Pronouns like “myself” and “himself” can also be used to add emphasis to a sentence, and when they are, they’re called intensive pronouns—same words, just a different name because they're used differently.

For example, if you witnessed a murder, you could say, “I myself saw the madman's handiwork.”

but when using it, do I say myself do or myself does?
(Google doc is auto correcting my "myself do" to "myself does", hence I'm confirming)

So, what is the correct way to say it,

  • I'll make sure that me myself taste it for you.
  • I'll make sure that me myself tastes it for you.
  • 4
    in both of your sample sentences, it should be "I" not "me". Think about if you said the sentence without the "myself": you wouldn't say "I'll make sure that me taste it for you."
    – Esther
    Commented Apr 25, 2022 at 15:42
  • 3
    additionally, you would use the same verb as if you completely ommitted "myself," so in your question it would be the first sentence.

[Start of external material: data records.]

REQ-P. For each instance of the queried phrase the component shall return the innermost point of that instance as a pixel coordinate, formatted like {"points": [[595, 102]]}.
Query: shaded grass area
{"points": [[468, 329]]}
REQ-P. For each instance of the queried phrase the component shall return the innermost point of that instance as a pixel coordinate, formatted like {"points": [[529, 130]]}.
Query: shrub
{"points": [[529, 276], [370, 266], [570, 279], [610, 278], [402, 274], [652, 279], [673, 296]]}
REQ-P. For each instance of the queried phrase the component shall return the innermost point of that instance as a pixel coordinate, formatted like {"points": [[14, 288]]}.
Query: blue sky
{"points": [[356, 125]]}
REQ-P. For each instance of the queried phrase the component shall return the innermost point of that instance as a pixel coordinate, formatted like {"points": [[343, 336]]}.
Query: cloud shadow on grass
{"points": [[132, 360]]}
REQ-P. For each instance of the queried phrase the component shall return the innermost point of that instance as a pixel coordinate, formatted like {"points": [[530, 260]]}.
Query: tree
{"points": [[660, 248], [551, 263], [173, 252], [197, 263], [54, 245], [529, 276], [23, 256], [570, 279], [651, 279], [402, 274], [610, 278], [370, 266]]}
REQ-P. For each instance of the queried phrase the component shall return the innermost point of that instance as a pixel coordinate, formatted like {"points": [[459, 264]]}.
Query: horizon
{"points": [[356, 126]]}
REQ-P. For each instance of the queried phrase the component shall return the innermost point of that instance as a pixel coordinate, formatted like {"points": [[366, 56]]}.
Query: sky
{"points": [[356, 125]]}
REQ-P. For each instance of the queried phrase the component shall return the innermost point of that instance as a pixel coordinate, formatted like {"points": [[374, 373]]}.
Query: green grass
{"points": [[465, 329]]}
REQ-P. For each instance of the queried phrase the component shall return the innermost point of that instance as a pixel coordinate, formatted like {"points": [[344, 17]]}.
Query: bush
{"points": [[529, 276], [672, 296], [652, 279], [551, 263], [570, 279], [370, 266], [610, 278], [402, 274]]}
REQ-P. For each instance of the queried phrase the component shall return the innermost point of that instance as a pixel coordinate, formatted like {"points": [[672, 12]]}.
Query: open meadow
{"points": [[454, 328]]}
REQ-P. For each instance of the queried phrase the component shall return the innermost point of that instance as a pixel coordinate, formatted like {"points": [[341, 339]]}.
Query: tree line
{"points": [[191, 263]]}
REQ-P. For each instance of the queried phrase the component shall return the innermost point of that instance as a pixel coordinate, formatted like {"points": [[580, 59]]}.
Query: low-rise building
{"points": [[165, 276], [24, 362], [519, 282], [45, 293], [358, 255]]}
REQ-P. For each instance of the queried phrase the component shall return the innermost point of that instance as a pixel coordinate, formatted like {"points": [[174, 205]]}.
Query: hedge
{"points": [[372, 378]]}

The correct way of saying it is "I'll make sure that I myself taste it for you" or "I'll make sure I taste it for you myself."
    – Esther
    Commented Apr 25, 2022 at 15:44

1 Answer 1


It should be "... I myself taste it".

The pronoun with an emphatic "myself" is unchanged by the presence of "myself". So since you would say "I'll make sure that I taste it for you", You'd say "I'll make sure that I myself taste it for you."

The verb form agrees with the subject "I" and is not affected by the presence of the emphatic "myself". So you would have:

I myself taste / he himself tastes.

Don't overuse this construction. While it is valid English, it is rather rare. It's unusual in written English, and in casual spoken English. So it is mostly restricted to formal spoken English.